Drilling down, Goldstein said traditional men’s silhouettes such as oxfords and slip-ons could not compete with the popularity of casual sneakers. Meanwhile, the analyst said that fashion boots declined, while booties and rainboots and snow boots performed better.
In the children’s segment, fashion boots were strong, and Timberland was a standout performer.
Overall, sneakers were up by double digits in the leisure-footwear segment. Children’s leisure was driven by classic, non-performance sneakers.
Matt Powell, athletic industry analyst for NPD, said warmer-than-normal weather lifted some retailers, as did continued buzz around late November retro releases.

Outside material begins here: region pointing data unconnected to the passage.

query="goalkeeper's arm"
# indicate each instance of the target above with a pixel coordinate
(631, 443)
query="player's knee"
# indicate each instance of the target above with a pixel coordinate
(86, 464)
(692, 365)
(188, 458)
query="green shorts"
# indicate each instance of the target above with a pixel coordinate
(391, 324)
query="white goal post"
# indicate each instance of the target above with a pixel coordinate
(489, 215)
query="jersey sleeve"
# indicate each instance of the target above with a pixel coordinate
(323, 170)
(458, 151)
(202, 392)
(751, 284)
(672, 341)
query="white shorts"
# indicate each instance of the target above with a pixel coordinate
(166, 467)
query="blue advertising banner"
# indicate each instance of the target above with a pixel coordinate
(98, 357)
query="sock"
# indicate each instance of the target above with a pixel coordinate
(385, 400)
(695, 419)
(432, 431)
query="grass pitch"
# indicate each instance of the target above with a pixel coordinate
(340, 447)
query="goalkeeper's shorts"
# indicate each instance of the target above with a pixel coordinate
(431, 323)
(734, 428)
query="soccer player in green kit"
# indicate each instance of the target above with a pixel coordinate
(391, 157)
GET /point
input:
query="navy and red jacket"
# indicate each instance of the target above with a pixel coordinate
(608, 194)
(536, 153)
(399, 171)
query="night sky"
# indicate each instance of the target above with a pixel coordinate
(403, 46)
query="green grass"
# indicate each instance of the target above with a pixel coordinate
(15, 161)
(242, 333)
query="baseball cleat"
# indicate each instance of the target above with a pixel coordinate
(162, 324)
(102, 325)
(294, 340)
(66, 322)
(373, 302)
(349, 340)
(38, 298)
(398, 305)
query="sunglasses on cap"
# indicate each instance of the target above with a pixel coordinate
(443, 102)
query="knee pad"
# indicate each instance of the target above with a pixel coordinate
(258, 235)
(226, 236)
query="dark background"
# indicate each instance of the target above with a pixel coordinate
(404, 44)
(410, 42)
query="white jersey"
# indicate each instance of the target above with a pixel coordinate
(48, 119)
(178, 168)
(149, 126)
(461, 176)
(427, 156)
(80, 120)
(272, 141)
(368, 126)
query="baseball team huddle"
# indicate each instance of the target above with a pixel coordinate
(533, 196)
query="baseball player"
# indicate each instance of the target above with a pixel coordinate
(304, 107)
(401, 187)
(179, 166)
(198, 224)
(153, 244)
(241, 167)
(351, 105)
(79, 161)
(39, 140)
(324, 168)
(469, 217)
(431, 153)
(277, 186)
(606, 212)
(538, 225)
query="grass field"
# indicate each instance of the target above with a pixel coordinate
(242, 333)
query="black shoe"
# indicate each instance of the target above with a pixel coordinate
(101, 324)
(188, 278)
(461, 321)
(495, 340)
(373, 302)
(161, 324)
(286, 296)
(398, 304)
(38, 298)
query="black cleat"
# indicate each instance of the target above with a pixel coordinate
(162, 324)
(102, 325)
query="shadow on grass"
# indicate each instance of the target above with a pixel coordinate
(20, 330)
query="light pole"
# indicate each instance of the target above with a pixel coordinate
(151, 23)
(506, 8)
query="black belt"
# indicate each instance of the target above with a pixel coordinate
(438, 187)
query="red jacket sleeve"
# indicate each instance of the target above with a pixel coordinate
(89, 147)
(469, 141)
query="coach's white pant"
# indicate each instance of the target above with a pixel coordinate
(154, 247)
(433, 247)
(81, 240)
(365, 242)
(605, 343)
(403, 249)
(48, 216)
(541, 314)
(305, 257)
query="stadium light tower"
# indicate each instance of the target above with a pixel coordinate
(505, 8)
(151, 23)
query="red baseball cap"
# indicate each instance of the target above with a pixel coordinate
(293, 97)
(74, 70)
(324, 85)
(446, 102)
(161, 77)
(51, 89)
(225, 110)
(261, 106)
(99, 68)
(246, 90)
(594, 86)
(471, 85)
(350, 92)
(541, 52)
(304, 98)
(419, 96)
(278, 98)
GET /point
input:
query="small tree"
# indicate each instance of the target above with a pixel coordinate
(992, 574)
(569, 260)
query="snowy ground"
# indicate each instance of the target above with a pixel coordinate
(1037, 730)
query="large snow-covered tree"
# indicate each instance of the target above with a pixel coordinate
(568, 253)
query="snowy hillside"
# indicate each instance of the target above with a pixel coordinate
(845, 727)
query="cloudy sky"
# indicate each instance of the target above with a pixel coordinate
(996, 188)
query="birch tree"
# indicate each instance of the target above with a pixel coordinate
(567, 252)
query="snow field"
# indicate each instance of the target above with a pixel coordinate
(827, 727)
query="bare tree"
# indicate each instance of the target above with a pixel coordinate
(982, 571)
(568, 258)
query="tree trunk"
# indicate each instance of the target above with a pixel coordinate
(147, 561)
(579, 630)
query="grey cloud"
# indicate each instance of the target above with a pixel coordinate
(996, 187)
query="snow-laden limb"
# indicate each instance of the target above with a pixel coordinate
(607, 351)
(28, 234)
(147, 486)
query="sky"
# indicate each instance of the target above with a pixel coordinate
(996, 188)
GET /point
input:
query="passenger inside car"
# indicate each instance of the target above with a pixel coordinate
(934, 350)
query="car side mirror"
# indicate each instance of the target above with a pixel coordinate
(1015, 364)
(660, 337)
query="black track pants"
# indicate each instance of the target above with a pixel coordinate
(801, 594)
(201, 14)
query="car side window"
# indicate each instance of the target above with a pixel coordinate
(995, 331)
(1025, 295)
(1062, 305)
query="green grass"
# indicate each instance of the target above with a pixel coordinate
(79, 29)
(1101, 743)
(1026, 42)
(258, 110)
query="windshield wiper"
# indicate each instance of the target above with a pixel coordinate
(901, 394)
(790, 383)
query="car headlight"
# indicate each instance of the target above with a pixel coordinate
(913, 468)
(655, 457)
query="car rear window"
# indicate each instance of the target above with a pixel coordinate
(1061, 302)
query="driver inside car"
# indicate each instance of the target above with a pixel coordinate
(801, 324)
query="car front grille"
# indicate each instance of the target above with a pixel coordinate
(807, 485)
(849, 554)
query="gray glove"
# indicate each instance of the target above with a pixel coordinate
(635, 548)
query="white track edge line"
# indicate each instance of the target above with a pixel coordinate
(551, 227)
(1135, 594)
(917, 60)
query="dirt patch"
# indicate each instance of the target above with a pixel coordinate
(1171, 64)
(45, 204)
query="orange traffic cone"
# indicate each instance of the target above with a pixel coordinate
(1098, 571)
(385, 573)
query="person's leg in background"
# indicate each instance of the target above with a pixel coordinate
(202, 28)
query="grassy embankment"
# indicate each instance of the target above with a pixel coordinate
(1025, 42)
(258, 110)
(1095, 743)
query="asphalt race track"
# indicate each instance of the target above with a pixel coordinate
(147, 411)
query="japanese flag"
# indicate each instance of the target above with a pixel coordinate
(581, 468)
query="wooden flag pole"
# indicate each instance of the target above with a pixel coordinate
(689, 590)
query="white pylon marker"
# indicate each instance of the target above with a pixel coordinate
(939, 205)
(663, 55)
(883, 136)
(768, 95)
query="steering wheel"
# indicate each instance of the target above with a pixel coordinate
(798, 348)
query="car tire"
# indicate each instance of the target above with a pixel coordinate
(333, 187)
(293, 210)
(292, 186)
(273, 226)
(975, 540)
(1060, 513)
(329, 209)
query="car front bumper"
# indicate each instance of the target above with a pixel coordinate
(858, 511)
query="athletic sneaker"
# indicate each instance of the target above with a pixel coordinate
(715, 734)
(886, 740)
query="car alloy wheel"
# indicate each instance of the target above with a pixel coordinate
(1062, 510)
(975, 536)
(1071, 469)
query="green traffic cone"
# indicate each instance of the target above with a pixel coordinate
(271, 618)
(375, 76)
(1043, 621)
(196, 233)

By category, running grew by the high single digits, and Under Armour running grew by more than a third. Cross-training shoes declined by the mid-single digits, as Nike lost share to Skechers.
But “the big headline for December was Adidas,” Powell said. “The brand experienced particularly big gains in classics and casual. It appears that many of the moves management has put into place are starting to pay off.” Saucony and Brooks also had a solid month.
In the leisure category, the strongest growth came from classics, led by retro basketball and running. Basketball was driven by increased allocations and the carryover of late-November Brand Jordan releases that did not sell out. Every major brand in retro running had an outstanding month, and that trend is still growing.
According to Powell, the hiking/light hiking category improved by the high teens for the month. Nike was a standout performer, while Columbia, Merrell and Timberland also saw increases.
After a slow start to the winter season, cold-weather boots had a mid-single-digit rise in December. Columbia, Timberland and Sorel each had substantial increases over the previous year.